El restaurante es atendido por las reclusas, quienes se capacitaron en cocina, decoración, servicio al cliente, emprendimiento y panadería, y además tienen en el interior de la cárcel una huerta orgánica en la que cultivan varios de los ingredientes, entre ellos berenjenas, pepinos, coles y pimentones.

Hace algo más de una semana que Interno abrió las puertas y ya tiene reservaciones para casi todo diciembre. En Navidad y en enero prestan servicio a la hora del almuerzo y la cena, después lo harán solo durante la noche y al medio día lo usarán como restaurante para las internas. Johana pasará el fin de año en la cárcel de San Diego y mientras que ese día llega está una semana en Cartagena y otra en Bogotá, donde no puede descuidar los demás proyectos que tiene con la fundación, como la primera obra de teatro de pospenados que acaban de estrenar en Casa Libertad y en la que muestran cómo ha sido su vida después de salir de prisión.

La actriz, con su Teatro Interno, lleva cuatro años impulsando el desarrollo personal de más de 4.000 presos en 25 cárceles del país. “No ha sido fácil, la gente siempre me pregunta por qué ayudar a un preso en lugar de a una madre cabeza de familia. Es una población que está estigmatizada y nuestro esfuerzo es trabajar para que no siga siendo así”. Su objetivo es lograr que haya un contacto directo entre la comunidad carcelaria con la población civil ya sea en teatro, conciertos o ahora en cocina, porque, según ella, es ahí donde empieza la verdadera resocialización.

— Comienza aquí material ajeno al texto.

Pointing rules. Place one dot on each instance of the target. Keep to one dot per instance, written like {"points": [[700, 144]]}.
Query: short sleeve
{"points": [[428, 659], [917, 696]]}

Está convencida de que a las internas hay que darles una segunda oportunidad y que no es nadie para juzgar los errores de los demás. Los presos la respetan y valoran lo que hace por ellos. “Amo estar en una cárcel, me siento súper segura, nunca me ha pasado algo ni siquiera incómodo. La gente me comenta que en esos sitios hay una energía muy pesada y yo les respondo que eso pasa en cualquier lugar”.

Al oírla hablar de lo que hace con tanta pasión es fácil descubrir que queda muy poco de esa niña caprichosa que enamoraba a los televidentes con su sonrisa pícara. En 2012, cuando estaba en el mejor momento de su carrera como actriz, recibió una llamada telefónica que le cambió la vida: la invitaron a ser jurado del reinado de belleza en la cárcel El Buen Pastor y aceptó con la curiosidad de ver qué pasaba de rejas para adentro. La primera interna con la que tuvo contacto le contó que mató a su esposo por abusar sexualmente de su hijo, eso la impactó. Sintió que tenía que hacer algo para ayudar a estas mujeres que han sido privadas de su libertad, por eso renunció a la actuación y se dedicó de lleno al trabajo carcelario.

A Simón, el hijo que tiene con Andrés Cabas, le preguntan: ¿qué hace tu mamá? y él responde: “Está en la cárcel”. Ella visita casi todas las mañanas a las reclusas y en las tardes trabaja en la oficina que construyó al lado de su casa para estar cerca de su familia y de su bebé Mia, que acaba de cumplir 1 año. Así, cuando la pequeña reclama los cuidados de su mamá, ella solo tiene que atravesar una puerta de vidrio para atenderla. “Me tiene enamorada, es una niña tranquila, nunca llora, siempre está riéndose. A mí se me había olvidado lo que era tener un bebé pues Simón ya tiene 8 años”, dice.

Su esposo, el corredor de bolsa Juan Manuel Salazar, ha sido un bastón en esta tarea filantrópica que le ha traído grandes reconocimientos: acaba de ser nominada por la revista Fortune y el Departamento de Estado de Estados Unidos para recibir asesoría de una de las 50 mujeres más poderosas del mundo en los negocios. Aún no sabe sí la van a elegir pero el solo hecho de que la tuvieran en cuenta ya es un premio.